Mohs Scale of Rock and Metal Hardness: A 6 or 7, usually, with some of Jugulator and Painkiller crossing into 8 territory. Point of Entry and Turbo would both be 4 or 5. That said, it should be noted that albums like "Sin After Sin" and "British Steel" might seem fairly average today (only in terms of weight, of course), but were heavy beyond heavy when released.
Motor Mouth: Not as extreme as later speed-metal bands, but still impressive. The best example is probably 1979's "Delvering the Goods": "Well, we don't pull no punches. We aim where the crunches are bound to do most damage to your brain. If you're looking for it mellow, you're nothing more than yellow. Gonna do it again and again." That's 37 words spewed out in a mere 12 seconds, or over 3 words per second!
New Sound Album: Turbo was far closer to Glam Rock or Hair Metal than the several albums preceding it, with a lot of synthesizers and commercially friendly hooks. Ram It Down, the following album, was a return to straightforward metal and actually introduced a number of elements to the band's sound which would crystalize in Painkiller, which borders on being a Thrash album. Interestingly, Turbo and Ram It Down were supposedly written, if not recorded, simultaneously to be released as a double album.

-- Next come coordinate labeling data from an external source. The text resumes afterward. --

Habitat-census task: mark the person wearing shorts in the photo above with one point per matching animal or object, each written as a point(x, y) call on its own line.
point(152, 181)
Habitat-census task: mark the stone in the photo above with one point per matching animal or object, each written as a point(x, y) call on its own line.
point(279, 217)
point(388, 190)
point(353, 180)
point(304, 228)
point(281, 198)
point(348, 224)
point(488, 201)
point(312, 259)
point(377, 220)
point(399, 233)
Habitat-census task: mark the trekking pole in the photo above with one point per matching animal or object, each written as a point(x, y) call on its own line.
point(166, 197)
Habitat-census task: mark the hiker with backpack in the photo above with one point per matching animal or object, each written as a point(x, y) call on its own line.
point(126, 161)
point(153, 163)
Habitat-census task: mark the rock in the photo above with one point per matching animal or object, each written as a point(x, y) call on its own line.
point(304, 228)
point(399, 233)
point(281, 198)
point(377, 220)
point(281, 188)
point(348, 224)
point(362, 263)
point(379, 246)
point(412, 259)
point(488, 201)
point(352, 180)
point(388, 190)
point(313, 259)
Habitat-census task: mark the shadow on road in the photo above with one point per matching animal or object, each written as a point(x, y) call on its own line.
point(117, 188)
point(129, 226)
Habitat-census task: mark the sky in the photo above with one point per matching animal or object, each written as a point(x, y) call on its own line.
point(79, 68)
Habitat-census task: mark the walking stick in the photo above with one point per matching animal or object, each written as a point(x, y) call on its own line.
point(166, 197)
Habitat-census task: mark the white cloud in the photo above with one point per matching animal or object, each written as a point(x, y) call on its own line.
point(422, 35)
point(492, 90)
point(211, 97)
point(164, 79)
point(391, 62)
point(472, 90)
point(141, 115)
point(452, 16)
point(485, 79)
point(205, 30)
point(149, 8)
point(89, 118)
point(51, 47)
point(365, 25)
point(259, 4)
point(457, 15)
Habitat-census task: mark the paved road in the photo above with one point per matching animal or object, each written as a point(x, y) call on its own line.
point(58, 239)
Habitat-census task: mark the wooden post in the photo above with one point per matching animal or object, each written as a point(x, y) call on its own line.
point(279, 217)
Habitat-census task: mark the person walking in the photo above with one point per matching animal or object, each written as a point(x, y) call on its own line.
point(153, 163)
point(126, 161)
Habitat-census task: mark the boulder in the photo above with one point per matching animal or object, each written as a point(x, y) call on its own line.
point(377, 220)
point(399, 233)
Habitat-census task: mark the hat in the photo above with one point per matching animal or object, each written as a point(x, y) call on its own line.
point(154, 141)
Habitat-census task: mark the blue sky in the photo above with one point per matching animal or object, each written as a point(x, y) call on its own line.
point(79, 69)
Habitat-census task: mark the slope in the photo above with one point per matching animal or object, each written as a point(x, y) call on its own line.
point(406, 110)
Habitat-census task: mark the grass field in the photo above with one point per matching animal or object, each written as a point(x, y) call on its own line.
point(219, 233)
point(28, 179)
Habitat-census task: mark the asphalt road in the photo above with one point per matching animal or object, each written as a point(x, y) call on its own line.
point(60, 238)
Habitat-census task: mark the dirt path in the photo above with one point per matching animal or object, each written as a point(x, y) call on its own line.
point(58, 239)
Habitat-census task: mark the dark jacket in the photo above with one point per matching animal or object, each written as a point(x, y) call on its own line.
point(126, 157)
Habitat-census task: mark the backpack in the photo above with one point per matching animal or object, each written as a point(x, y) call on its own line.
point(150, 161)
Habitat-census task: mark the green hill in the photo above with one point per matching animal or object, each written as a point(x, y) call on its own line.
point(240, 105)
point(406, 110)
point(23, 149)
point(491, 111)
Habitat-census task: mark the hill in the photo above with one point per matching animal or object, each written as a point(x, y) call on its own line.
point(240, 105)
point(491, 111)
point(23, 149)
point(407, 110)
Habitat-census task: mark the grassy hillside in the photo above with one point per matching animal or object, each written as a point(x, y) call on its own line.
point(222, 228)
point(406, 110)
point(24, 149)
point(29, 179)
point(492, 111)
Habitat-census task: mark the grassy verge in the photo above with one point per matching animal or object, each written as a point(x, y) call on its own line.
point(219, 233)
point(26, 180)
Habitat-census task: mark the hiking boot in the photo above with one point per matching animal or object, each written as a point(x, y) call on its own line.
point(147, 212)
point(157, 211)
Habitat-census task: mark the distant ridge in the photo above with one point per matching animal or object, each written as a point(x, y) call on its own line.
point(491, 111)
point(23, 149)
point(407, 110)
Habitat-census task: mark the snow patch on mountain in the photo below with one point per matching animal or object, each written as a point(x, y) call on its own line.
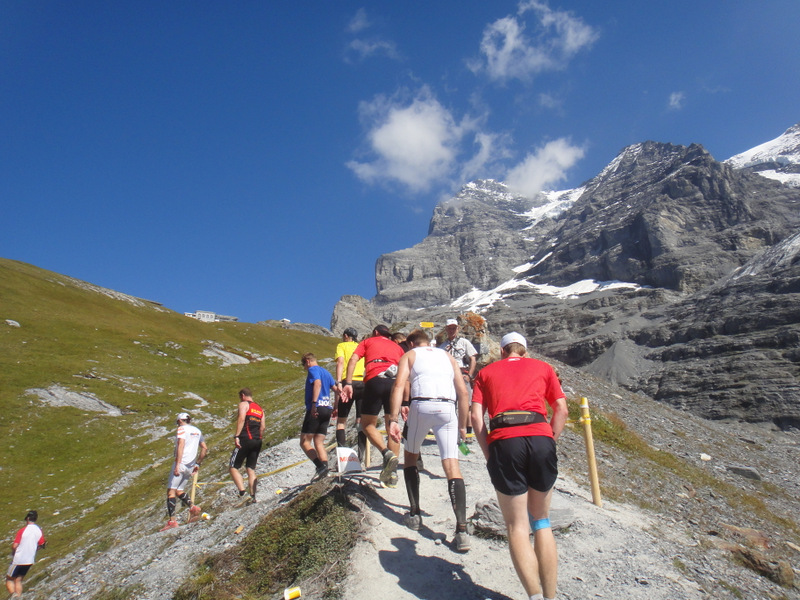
point(777, 159)
point(480, 300)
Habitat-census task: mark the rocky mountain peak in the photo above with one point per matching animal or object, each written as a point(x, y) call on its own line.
point(777, 159)
point(669, 272)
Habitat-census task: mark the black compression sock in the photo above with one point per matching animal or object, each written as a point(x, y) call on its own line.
point(411, 475)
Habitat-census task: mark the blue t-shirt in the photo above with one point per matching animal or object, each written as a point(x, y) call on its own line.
point(318, 373)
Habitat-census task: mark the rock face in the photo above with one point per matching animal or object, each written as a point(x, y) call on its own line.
point(669, 272)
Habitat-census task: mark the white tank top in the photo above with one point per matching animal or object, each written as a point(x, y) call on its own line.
point(432, 374)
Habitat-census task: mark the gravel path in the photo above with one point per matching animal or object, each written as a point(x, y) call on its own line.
point(617, 551)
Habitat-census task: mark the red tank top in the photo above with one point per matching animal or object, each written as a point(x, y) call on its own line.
point(252, 422)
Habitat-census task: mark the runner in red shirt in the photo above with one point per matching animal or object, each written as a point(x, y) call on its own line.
point(381, 356)
point(521, 456)
point(250, 425)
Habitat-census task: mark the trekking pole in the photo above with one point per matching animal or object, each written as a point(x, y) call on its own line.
point(194, 487)
point(587, 436)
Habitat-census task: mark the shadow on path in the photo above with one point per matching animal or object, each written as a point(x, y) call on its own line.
point(431, 577)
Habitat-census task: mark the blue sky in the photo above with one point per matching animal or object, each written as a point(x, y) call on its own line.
point(255, 158)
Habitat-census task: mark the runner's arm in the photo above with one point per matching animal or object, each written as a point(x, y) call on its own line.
point(478, 422)
point(398, 392)
point(243, 405)
point(559, 417)
point(462, 398)
point(472, 363)
point(315, 396)
point(347, 390)
point(340, 368)
point(178, 456)
point(203, 452)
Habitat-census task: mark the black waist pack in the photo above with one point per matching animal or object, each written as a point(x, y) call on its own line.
point(510, 418)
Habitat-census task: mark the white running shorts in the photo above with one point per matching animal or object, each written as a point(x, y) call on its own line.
point(441, 417)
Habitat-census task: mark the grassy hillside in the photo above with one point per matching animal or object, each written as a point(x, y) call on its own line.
point(141, 358)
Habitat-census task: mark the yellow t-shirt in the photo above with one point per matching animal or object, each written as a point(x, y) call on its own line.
point(345, 350)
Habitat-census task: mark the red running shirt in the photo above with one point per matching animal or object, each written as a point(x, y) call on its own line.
point(517, 383)
point(383, 349)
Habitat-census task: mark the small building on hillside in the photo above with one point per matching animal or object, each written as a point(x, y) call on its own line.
point(209, 317)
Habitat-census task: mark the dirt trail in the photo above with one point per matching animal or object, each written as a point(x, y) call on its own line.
point(614, 551)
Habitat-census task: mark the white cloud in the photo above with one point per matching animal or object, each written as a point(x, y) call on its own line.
point(676, 100)
point(359, 22)
point(510, 54)
point(415, 144)
point(550, 101)
point(365, 47)
point(374, 46)
point(547, 166)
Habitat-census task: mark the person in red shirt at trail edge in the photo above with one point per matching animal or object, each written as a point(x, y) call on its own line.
point(23, 549)
point(520, 450)
point(381, 356)
point(250, 425)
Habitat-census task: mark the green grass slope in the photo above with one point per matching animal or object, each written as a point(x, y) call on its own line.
point(81, 468)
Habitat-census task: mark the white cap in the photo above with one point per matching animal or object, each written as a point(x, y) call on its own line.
point(513, 337)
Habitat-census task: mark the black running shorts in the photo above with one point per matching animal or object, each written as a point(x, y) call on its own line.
point(516, 464)
point(15, 571)
point(377, 396)
point(358, 397)
point(247, 454)
point(319, 424)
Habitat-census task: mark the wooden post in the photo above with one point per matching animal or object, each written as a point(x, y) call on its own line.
point(194, 487)
point(587, 436)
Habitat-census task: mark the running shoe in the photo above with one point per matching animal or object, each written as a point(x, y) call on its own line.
point(462, 541)
point(362, 446)
point(389, 467)
point(413, 522)
point(171, 524)
point(321, 472)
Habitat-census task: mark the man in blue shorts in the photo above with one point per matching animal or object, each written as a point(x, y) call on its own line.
point(23, 550)
point(320, 388)
point(520, 451)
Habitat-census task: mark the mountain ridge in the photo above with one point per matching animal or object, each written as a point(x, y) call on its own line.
point(591, 275)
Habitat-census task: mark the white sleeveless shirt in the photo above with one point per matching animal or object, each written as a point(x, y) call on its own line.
point(432, 374)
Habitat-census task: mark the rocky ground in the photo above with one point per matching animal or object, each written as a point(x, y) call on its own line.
point(681, 540)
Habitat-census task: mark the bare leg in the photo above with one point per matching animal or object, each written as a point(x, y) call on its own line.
point(237, 479)
point(515, 514)
point(307, 444)
point(369, 427)
point(251, 481)
point(544, 543)
point(319, 445)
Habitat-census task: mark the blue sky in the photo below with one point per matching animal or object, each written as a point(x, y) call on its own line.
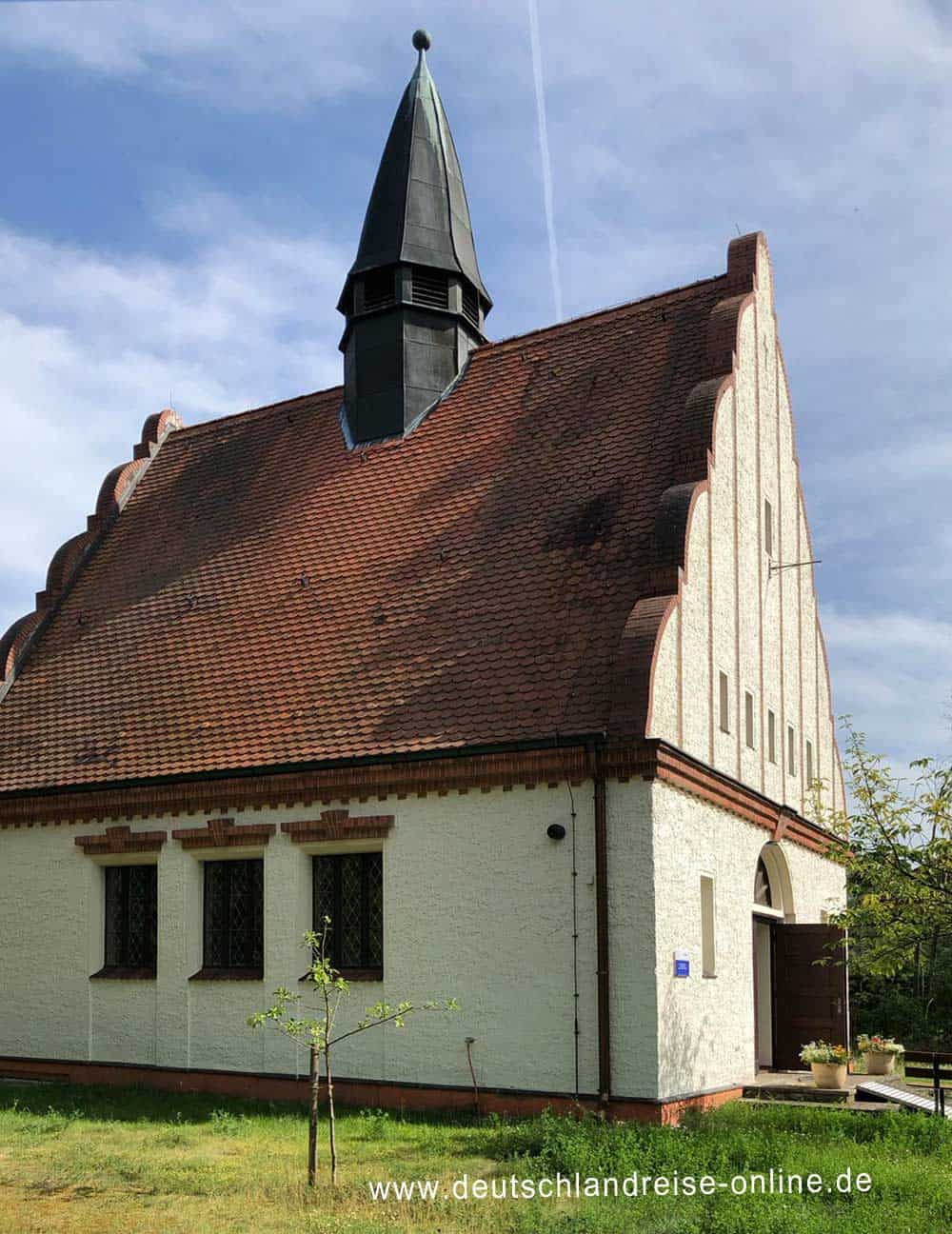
point(184, 187)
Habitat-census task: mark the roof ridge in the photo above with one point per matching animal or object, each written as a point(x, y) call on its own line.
point(510, 340)
point(188, 429)
point(601, 312)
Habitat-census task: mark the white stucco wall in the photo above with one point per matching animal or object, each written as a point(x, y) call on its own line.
point(736, 617)
point(705, 1038)
point(477, 906)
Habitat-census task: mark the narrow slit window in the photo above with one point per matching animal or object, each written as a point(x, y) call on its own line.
point(708, 950)
point(724, 703)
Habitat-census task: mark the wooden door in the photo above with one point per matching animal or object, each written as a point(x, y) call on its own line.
point(809, 999)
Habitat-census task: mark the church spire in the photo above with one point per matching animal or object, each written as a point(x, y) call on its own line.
point(413, 299)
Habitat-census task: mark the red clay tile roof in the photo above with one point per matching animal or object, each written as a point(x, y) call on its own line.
point(268, 597)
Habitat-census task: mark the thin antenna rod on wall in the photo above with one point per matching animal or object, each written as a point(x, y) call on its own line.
point(544, 155)
point(793, 566)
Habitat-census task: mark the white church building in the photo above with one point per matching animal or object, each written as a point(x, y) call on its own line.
point(502, 654)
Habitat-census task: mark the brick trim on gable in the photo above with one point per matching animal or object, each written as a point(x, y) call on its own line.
point(337, 825)
point(224, 833)
point(117, 841)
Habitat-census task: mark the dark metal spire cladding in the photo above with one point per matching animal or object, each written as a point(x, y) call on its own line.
point(413, 299)
point(418, 209)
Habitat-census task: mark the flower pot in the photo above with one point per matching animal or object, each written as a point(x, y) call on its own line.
point(829, 1075)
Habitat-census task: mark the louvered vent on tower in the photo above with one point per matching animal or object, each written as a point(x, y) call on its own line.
point(430, 288)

Patriotic Fervor: "Red, White And Blue," a song they recorded but never released except on a remastered version of British Steel. (Ingeniously, although the song refers to Britain's Union Jack, it could also represent the flag of the United States of America, France, Cuba, or various other countries.) Slightly subverted in that the band's comments in the liner notes pointed out that it was slightly tongue-in-cheek.
Knife Nut: "The Sentinel" is about a guy who wears throwing knives strapped across his chest, and uses them to rapidly dispatch multiple armed enemies. "The Ripper" is about Jack the Ripper.
Sigil Spam: Judas Priest are among the few bands to actually have a sigil of sorts - i.e. a simple, recognisable logo that is not a stylized version of their name. The "Judas Priest cross" or "Devil's Tuning Fork" dates back to their second album, 1976's Sad Wings Of Destiny, and has appeared on cover art, merchandise, outfits and stage decorations ever since.
Straw Feminist: The video for "Locked In" features a tribe of evil (but sexy) warrior women who imprison and torture men. (The song is about a Tsundere.)